The image often has a lot of black space after cleaning. It often makes sense to crop out the relevant part:

In [None]:
import cv2

x, y, w, h = cv2.boundingRect((mask2*255).astype('uint8')) # obtain rectangular area around the mask

img = img[y:y+h, x:x+w]

When the resulting image must have fixed dimensions (for example, for a CNN input), a simple resizing operation can be applied:

In [None]:
output_size = (256, 256) # required output dimensions, px

img = cv2.resize(img, dsize=output_size)

The size of a single pixel (pixel spacing) can vary from one patient to another. When the data amount is small, it can be beneficial to keep the pixel spacing fixed on the output image, say 1.5mm x 1.5mm. In this case, the resizing operation gets a bit more complicated: we must first scale the pixel dimensions, then place the initial image onto the background of desired size.

In [None]:
pixel_spacing = (1.5, 1.5) # required output spacing, mm
height_new, width_new = (256, 256) # required output size, px

img = cv2.resize(img, dsize=None, fx = dcm.PixelSpacing[1]/pixel_spacing[1], fy=dcm.PixelSpacing[0]/pixel_spacing[0]) # scale pixels
        
height, width = img.shape # actual dimensions

img = img[max((height-height_new)//2,0):(height+height_new)//2,
        max((width-width_new)//2,0):(width+width_new)//2] # use the central part of the image if actual dimensions are larger than required dimensions
        
height, width = img.shape # recompute dimensions after cropping the central part

# position of the old image inside the new image
x0 = width_new//2 - width//2 
y0 = height_new//2 - height//2
                
img_new = np.ones((height_new, width_new))*img.min() # position of the old image inside the new image
        
img_new[y0:y0 + height, x0:x0 + width] = img # place the old image in the center of the new image

![Fixed dimensions vs Fixed spacing approach](img/resizing.png)

# Conversion to PNG

DICOM images are often furnished without any compression. In addition, they usually contain HU units on the full scale, before windowing. As a result, storing a DICOM image needs a lot of space while loading a DICOM image requires a lot of time. To train neural networks faster and save storage space, DICOM images can be converted to PNG files.

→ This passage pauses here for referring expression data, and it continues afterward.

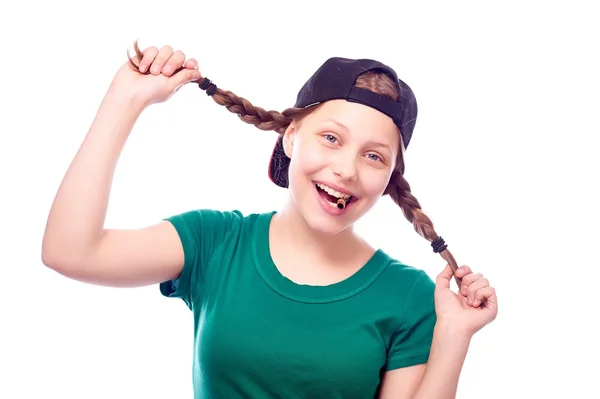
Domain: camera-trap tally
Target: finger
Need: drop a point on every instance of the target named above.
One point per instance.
(184, 76)
(149, 55)
(474, 287)
(468, 280)
(443, 279)
(173, 63)
(161, 58)
(486, 294)
(463, 271)
(192, 63)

To ensure optimal compression, we choose the minimal png depth that is sufficient to encode N=WindowWidth distinct HU values. We then map the pixel values from [0,1] back to the [0,WindowWidth] scale and save as a PNG image:

In [None]:
import png

WindowCenter, WindowWidth = 50,400

bitdepth = np.ceil(np.log2(WindowWidth)).astype(int)

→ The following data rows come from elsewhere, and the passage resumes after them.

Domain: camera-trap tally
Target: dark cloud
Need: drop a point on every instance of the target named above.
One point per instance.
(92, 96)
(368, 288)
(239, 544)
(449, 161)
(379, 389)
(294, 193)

with open('img.png', 'wb') as f:
    png_writer = png.Writer(img.shape[1], img.shape[0], bitdepth=bitdepth)  
    png_writer.write(f, (img*WindowWidth).astype(int))

This operation reduced the initial image file from 242Kb to just 41Kb, which is around 6x.

For convinience, I created a [dicomprocessing module](dicomprocessing/) that performs all the described operations.